At this point, more children are actually being paralyzed by vaccine viruses than by wild polioviruses. The Global Polio Eradication Initiative says that in 2015, 70 children were paralyzed by polio but 213 were paralyzed by vaccine viruses that regained virulence.
When polio cases numbered in the tens of thousands, the oral vaccine risks were outweighed by the vaccine’s considerable benefits.
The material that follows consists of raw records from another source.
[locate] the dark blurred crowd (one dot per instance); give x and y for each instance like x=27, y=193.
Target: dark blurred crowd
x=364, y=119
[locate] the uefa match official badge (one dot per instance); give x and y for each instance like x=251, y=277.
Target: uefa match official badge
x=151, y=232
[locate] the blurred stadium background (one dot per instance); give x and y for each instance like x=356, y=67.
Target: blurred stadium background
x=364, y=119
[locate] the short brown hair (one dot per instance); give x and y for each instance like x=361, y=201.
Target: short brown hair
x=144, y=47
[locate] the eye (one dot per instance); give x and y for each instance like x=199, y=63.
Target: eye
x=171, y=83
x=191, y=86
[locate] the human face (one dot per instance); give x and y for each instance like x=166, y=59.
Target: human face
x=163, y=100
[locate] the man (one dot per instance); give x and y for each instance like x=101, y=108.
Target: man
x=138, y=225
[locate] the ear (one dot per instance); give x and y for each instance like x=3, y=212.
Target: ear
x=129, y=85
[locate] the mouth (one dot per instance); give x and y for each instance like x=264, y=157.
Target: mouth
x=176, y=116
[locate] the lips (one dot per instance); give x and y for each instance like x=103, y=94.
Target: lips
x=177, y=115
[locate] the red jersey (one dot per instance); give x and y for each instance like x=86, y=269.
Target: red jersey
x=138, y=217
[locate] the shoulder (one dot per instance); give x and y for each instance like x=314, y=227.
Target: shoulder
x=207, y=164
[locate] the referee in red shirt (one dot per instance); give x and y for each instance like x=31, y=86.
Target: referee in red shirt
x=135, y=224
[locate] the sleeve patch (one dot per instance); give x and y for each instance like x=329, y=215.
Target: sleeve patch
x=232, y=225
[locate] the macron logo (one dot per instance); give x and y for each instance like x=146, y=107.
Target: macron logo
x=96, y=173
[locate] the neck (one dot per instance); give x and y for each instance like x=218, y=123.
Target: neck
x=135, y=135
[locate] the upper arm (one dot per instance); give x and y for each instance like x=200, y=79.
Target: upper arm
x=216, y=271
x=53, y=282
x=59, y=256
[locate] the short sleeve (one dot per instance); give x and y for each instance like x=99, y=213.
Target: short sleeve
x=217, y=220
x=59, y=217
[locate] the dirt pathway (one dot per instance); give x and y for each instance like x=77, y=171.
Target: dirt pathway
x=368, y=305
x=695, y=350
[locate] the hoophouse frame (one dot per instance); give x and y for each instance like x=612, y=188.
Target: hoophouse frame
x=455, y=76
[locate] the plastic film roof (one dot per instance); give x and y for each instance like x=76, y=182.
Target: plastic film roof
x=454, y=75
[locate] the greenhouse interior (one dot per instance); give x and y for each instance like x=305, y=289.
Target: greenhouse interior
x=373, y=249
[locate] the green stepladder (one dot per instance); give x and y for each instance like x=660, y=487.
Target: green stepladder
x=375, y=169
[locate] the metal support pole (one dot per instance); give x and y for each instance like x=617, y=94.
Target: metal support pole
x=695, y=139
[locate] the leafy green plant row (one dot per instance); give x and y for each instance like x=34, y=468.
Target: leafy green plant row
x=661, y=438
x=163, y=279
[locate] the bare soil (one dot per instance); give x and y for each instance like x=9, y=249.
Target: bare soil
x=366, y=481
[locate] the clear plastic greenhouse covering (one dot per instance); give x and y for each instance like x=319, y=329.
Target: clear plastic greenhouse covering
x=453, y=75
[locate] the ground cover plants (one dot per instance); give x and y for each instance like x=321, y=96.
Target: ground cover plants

But it is clear polio will never fully vanish as long as oral polio vaccines are in use, and those vaccines will be phased out when transmission stops.
At the individual level, the injectable vaccine created by Salk is safer, though its higher cost and the need to have it delivered by a health provider have for the most part put it out of reach of many developing countries. (Oral polio drops can be given by anyone with a moderate amount of training.)
But production of the injectable vaccine poses its own risks, which will become even greater once polio transmission ceases. To make the vaccine, manufacturers must generate large volumes of polioviruses — and these are not the weakened versions — which are eventually killed and formulated into vaccine.
If a production plant had an accidental leak, the results could be disastrous — especially if it were to happen in a country where polio vaccination efforts had lagged and large numbers of children were not protected against polio. That’s not just a theoretical threat; a GSK production facility in Rixensart, Belgium, accidentally released 11 gallons of solution containing live polioviruses into nearby waterways in 2013.
It is also feared these supplies of virulent polioviruses could be targets for would-be bioterrorists.
The vaccine viruses engineered by the British team, led by veteran polio researcher Philip Minor, will be safer than wild polioviruses, because like Sabin’s vaccine viruses, they are weakened. But unlike Sabin’s versions, the new vaccine viruses can be used in killed form, so there is no concern they will paralyze the immediate recipient. Nor can killed viruses spread from child to child, regaining virulence.
“This is a very important step in terms of trying to have viruses that can be used to produce vaccine without any risk of those viruses causing outbreaks of polio,” Halsey said. He and others noted, though, that more work needs to be done to prove that the new vaccine viruses will deliver on their promise when used by people.
And it remains to be seen if the vaccine viruses will actually ever be produced, experts acknowledged.
Polio eradication program leaders hope that 2016 will be the year when polio transmission finally stops. Cessation of transmission would be followed by a three-year certification period, in which heightened surveillance would tell the world whether polio was truly gone. If no additional cases were seen, polio could be declared eradicated in 2019.
The Global Polio Eradication Initiative’s strategic plan says countries should continue to use the polio vaccine — and it will have to be the killed virus vaccine — for at least five years after eradication is completed. Developed countries are unlikely to stop vaccinating for years, maybe decades. But some countries with limited health budgets and multiple health problems will want to stop vaccinating when it’s considered safe, Dowdle said.
So will manufacturers take on the substantial expense of testing and licensing a wholly new polio vaccine for a market that is bound to start shrinking? Even if all goes well with these vaccine viruses, it could be a decade before a vaccine containing them is ready for use.
This is a critical issue, admitted Dr. Walter Orenstein, associate director of the Emory Vaccine Center at Atlanta’s Emory University and a consultant on polio for the Bill and Melinda Gates Foundation.
“If this is going to be a viable tool, there needs to be a commercial incentive for use,” he said. “Would a five-year use be adequate commercial incentive to go through all of the development phases?”